JPM – JPMorgan Chase – Not sure why JPM is 4.7% lower today at $34.77 but it would appear that a large option investor is making a rather bold claim that its shares won’t rally above $40.00 ahead of Friday’s expiration of the front contract. A Bloomberg Television interview with “Ace” Greenberg, architect of the Wall Street investment banking and brokerage model that built Bear Stearns, said that the model he pioneered is defunct. The broker was swallowed by JPM in March. Open interest at the December 40 strike calls is about 33,000 lots, but this has been steadily built over recent months suggesting that many investors have accumulated bullish bets on the stock, which traded as high as $49.85 in early October. At that time those call options traded as high as $12.00 per contract. Compare that to the 50 cent premium that an investor sold some 30,000 lots for today to see how the outlook has changed for the worst. With only days to go the probability that JPM shares will land in-the-money above this strike stands at 15%. We’d take a stab in the dark and say that this is fresh positioning rather than someone taking a loss on an established position.

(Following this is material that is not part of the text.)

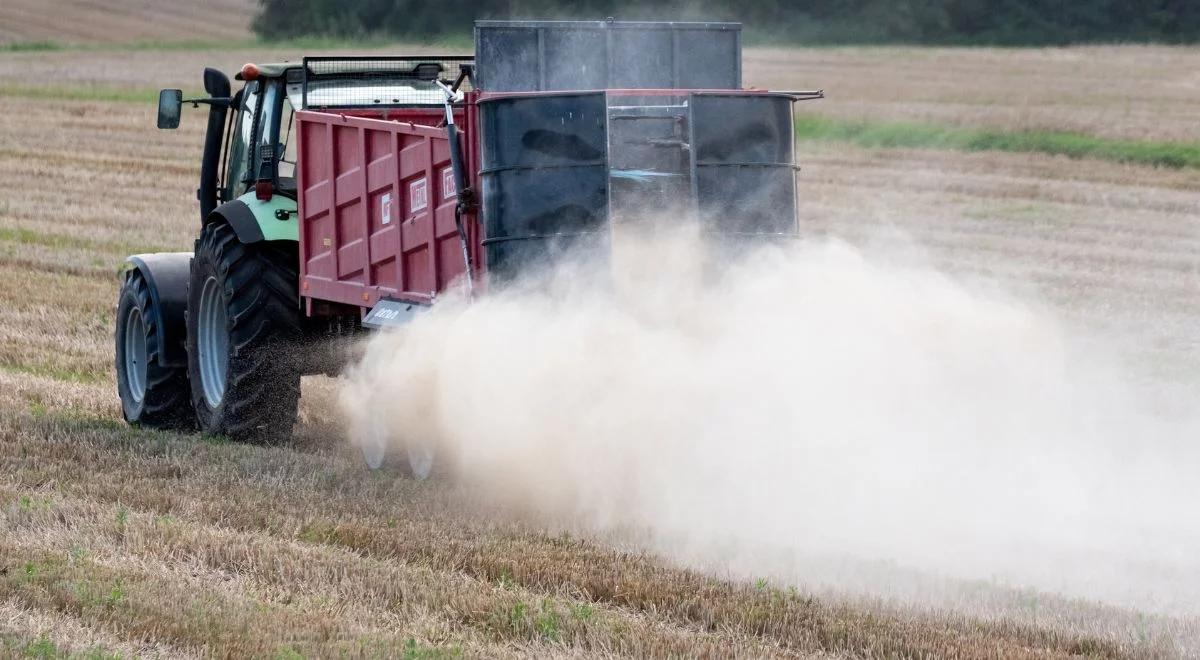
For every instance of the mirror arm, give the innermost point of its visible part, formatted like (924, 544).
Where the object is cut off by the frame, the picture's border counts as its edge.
(222, 102)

AKS – AK Steel Holding Corp.—Despite a 6.8% share price gain for the Ohio steelmaker to $9.65, option traders seem to favor near-term weakness as they position in puts expiring on Friday at the 10.0 strike. The 1.50 premium implies a breakeven share price at expiration of $8.50 and is padded by an implied volatility reading of 191%. More than 6,000 contracts have traded today at the strike price where existing positions number 11,440 contracts. Meanwhile, the recent company cost-cutting announcement impacted salaries of 1,500 of its 6,500 employees who will take a 5% cut. AK Steel is also encouraging retirement though incentives. Investors appear to be taking solace from the move and call option buyers targeted contracts at the January 15 strike where volume of 1,019 lots compares to open interest of twice that.

POT – Potash Corp. of Saskatchewan– Unusually sizeable option volume showed up on our market scanners earlier when 30,000 call options were traded in a block by a seller receiving a solitary penny for rights to be POT shares by January’s expiration at a fixed price of $200.00. Today Potash Corp.’s share price was 2.3% higher at $62.75 and as you’ll have worked out already - a far cry from the strike price. It appears that the 32,270 contracts of open positions belongs to this one seller who must be quitting the defunct position and grabbing premium. Chunks of calls were bought back in August and September at premiums ranging from 8.8 to 14.60 while shares in Potash were as high as $168.00. The demise of global demand has undermined earnings prospects and this position appears dead in the water.

SU – Suncor Energy Inc. – It would appear to be another bullish play in the energy sector that has our scanners flashing again today. Canada’s oil sands producer, Suncor has attracted an intriguing play in the deferred January 2010 contract. Shares at Suncor are 4.25% higher at $19.36 today and an option trader appears to have sold 5,000 puts at the 7.5 strike for a dollar premium to help fund the cost of 20,000 calls bought at the 35 strike line. The dollar offset helps reduce the 2.70 premium paid for the bullish position.